Khadr -- a Canadian citizen -- is the last prisoner from a western country among the 176 "enemy combatants" still held at Guantanamo Bay. Eight months after Barack Obama's campaign deadline to close the facility, the future of its detainees continues to be determined outside the protection of international law. Khadr's long-delayed trial, which began today, is the first official terror case to be heard before the military courts under the Obama administration; it is also the first war crimes trial since Nuremberg for offences allegedly committed by a minor.

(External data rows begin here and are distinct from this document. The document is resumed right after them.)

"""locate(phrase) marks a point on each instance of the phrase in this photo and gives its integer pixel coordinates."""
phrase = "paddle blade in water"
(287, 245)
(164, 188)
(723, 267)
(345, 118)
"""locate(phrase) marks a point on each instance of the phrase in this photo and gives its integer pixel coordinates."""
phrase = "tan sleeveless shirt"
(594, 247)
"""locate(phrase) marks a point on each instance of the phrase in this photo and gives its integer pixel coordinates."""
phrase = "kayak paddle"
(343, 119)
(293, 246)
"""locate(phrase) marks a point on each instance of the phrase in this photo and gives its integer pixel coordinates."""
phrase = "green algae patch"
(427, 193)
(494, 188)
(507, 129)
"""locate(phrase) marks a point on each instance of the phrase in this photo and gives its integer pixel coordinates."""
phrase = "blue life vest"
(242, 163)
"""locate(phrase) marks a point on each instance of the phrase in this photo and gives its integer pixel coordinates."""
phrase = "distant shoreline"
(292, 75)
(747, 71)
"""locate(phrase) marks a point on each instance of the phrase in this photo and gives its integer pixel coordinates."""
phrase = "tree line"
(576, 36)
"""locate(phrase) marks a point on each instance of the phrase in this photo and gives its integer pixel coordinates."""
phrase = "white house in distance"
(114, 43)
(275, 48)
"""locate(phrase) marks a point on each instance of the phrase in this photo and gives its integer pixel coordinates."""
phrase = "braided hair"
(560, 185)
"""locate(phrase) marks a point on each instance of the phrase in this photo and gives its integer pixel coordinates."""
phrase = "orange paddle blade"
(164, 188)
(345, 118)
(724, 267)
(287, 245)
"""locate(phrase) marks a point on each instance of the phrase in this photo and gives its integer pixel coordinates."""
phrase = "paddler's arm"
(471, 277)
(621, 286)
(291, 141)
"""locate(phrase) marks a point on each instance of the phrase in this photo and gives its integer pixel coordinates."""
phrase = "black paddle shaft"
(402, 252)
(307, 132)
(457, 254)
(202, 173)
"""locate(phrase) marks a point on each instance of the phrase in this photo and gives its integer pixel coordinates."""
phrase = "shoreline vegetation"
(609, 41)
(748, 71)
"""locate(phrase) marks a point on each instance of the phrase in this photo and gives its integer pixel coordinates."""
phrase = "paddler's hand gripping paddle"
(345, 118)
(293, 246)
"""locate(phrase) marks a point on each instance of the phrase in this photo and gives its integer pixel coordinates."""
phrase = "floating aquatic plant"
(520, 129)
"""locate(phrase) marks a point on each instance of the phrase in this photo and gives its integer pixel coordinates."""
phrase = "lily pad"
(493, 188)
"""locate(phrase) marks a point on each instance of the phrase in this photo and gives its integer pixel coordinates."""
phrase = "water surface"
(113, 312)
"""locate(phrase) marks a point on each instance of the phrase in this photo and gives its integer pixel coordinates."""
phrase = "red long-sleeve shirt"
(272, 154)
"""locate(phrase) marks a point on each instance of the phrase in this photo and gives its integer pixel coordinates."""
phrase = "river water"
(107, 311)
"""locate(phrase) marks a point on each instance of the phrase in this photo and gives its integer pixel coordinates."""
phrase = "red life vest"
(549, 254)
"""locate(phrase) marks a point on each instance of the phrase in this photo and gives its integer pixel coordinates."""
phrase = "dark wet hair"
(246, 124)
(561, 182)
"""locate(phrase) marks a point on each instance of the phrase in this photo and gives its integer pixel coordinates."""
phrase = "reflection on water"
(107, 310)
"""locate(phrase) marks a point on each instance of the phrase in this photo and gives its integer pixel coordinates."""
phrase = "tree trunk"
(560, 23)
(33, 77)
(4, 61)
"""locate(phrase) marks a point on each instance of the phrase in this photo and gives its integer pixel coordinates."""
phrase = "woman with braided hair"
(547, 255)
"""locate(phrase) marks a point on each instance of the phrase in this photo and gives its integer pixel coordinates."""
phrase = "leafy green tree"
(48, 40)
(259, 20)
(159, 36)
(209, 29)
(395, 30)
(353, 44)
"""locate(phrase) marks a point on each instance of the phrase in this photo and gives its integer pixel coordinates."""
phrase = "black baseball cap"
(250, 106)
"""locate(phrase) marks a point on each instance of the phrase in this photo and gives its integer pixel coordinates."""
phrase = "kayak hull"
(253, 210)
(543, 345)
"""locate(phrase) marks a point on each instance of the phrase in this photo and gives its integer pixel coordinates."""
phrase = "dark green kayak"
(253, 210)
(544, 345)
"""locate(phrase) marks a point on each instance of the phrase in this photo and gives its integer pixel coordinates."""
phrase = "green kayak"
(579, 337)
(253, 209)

Radhika Coomaraswamy, the UN special envoy for children in armed conflict, said today that the proceedings were of dubious legality and has released a statement urging the US to abandon them. She said:

The statute of the International Criminal Court makes it clear that no one under 18 will be tried for war crimes, and prosecutors in other international tribunals have used their discretion not to prosecute children . . . Even if Omar Khadr were to be tried in a national jurisdiction, juvenile justice standards are clear -- children should not be tried before military tribunals.

Since his capture, Khadr has been housed with adult detainees and denied access to education. His defence team has long complained that the statements on which the case against him are based were obtained illegally through torture, his interrogators even threatening him with gang rape and death. Yesterday, however, the US military judge ruled in favour of allowing such dubiously extracted "confessions" as evidence.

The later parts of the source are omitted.